ENZYMES REACTIONS

OVER ARCHING CONCEPTS:

  1. Substances need a minimum amount of energy to react. 
  2. Enzymes lower the amount of minimum energy.
  3. Enzymes chemically recognize, bind, and alter specific reactants. They offer a stable microenvironment that is more favorable for reactions to occur compared to the surrounding environment! Salinity, pH, and temperature affect enzyme action.
  4. Most enzymes work in a multi-step metabolic sequence or pathway

Definitions:

  1. ACTIVATION ENERGY – minimum amount of collision energy that a reaction needs to get going
  2. SUBSTRATE – (reactants) part of the substrate is complementary in shape, size, solubility, and charge to the active site.
  3. ACTIVE SITES – pockets and crevices where substrates are bound and where specific reactions are catalyzed.
  4. TRANSITION STATE – the point at which the reaction can easily run to product or back to reactant.  A substrate is bound most tightly to an enzyme when it is in the transition state.
  5. BINDING ENERGY – the energy released from all weak interactions combined, that speeds a reaction rate.
  6. COFACTORS – substances that help catalyze most reactions.  They are metal ions or coenzymes (organic molecules with or without a vitamin component).  Because they give up and accept electrons easily they shift electron arrangements which help products form.
  7. ANTIOXIDANTS – help neutralize free radicals, the reactive, unbound fragments of reactions that have the wrong number of electrons.
  8. FREE RADICALS - Free radicals are chemically unstable atoms or molecules that cause other atoms and molecules in the body to become unstable as well, a process that causes extensive damage to cells and tissue, and could lead to a depressed immune system, infection, cardiovascular disease, joint disease, and mental decline. Free radicals are also thought to be a key component of the aging process.
  9. FEEDBACK INHIBITION – a change caused by an activity that shuts down that activity
  10. ALLOSTERIC ENZYMES - small regulatory enzymes that work by altering shape.  Allosteric enzymes work by “blocking” or “unblocking” specific binding sites so that a substrate is able or unable to react.
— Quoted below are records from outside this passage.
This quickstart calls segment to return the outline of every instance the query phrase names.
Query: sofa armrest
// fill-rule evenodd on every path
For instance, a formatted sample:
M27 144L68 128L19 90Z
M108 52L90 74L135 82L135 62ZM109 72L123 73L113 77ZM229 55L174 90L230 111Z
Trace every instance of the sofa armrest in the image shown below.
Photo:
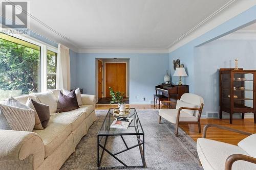
M8 161L22 161L33 156L33 169L43 162L45 147L42 139L32 132L0 130L0 167Z
M84 105L95 105L96 99L95 95L81 94L82 103Z
M248 162L256 164L256 158L243 154L233 154L227 157L225 163L225 170L231 170L232 165L234 162L238 160L243 160Z

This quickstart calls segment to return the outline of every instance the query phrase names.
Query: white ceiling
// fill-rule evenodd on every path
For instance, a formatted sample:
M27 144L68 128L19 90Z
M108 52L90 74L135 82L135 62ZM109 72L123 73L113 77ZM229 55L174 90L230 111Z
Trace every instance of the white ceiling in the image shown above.
M242 30L243 31L256 31L256 23L252 23L252 24L251 24L247 27L243 28L238 30L238 31L241 31L241 30Z
M230 1L30 0L30 29L76 49L167 48Z

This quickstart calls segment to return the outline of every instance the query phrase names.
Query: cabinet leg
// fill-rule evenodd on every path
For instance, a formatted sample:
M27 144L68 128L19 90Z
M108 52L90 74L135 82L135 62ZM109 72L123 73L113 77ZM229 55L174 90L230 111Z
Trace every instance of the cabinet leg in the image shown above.
M229 120L229 123L230 124L232 124L232 123L233 123L233 113L230 113L229 114L229 118L230 118L230 120Z
M155 99L155 97L154 97L154 108L155 109L155 101L156 99Z
M254 112L254 124L256 124L256 112Z

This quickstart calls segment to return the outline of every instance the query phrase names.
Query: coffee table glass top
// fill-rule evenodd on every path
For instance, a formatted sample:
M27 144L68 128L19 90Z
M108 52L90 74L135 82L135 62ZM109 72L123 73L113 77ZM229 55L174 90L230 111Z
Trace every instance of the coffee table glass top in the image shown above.
M117 116L115 116L115 117ZM144 134L141 124L137 114L136 110L134 108L130 109L130 113L127 117L133 118L133 120L130 123L127 129L121 129L110 128L110 126L115 118L113 115L113 109L110 109L104 119L101 128L98 135L142 135Z

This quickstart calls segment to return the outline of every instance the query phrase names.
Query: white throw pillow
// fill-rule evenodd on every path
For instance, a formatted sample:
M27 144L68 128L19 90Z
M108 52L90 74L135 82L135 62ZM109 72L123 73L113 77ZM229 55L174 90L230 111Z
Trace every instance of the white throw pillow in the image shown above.
M57 108L57 99L52 91L33 93L40 103L48 105L50 107L50 115L53 116L56 114L55 111Z
M178 100L177 101L176 109L178 110L181 107L190 107L195 108L197 108L198 106L196 105L185 102L180 100ZM193 110L182 109L181 110L181 112L185 112L193 116L194 115L195 111Z
M54 94L56 99L58 99L58 98L59 96L59 92L61 91L62 92L63 92L62 89L49 89L48 91L52 92L53 94Z
M32 132L35 126L34 111L13 98L6 104L0 104L0 129Z
M82 105L82 98L81 98L81 92L80 91L80 88L77 88L75 90L75 92L76 93L76 100L77 100L77 103L78 103L78 106ZM63 93L65 95L68 95L70 93L70 91L65 89L63 89Z

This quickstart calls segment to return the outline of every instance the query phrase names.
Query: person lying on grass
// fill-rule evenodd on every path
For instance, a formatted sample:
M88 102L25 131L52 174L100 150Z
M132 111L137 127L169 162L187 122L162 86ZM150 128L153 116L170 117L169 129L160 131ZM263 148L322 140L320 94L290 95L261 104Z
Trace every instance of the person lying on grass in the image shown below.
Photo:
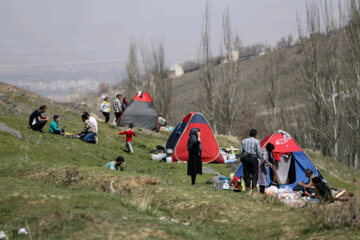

  MECHANISMS FOR INFLUENCING THE TRANSITION STATE:

a.       Helping substrates get together by binding at an active site, this boosts their local concentration by up to 10,000,000 times

b.       Orienting substrates in positions favoring reaction by putting reactive groups on a precise collision course

c.       Shutting out water which changes the microenvironment which lowers the activation energy significantly

d.       Inducing changes in enzyme shape allows for functional groups on the substrate’s surface to imprecisely fit the functional group in the active site.  By not fitting precisely the enzyme-substrate complex doesn’t become too stable and impede the reaction!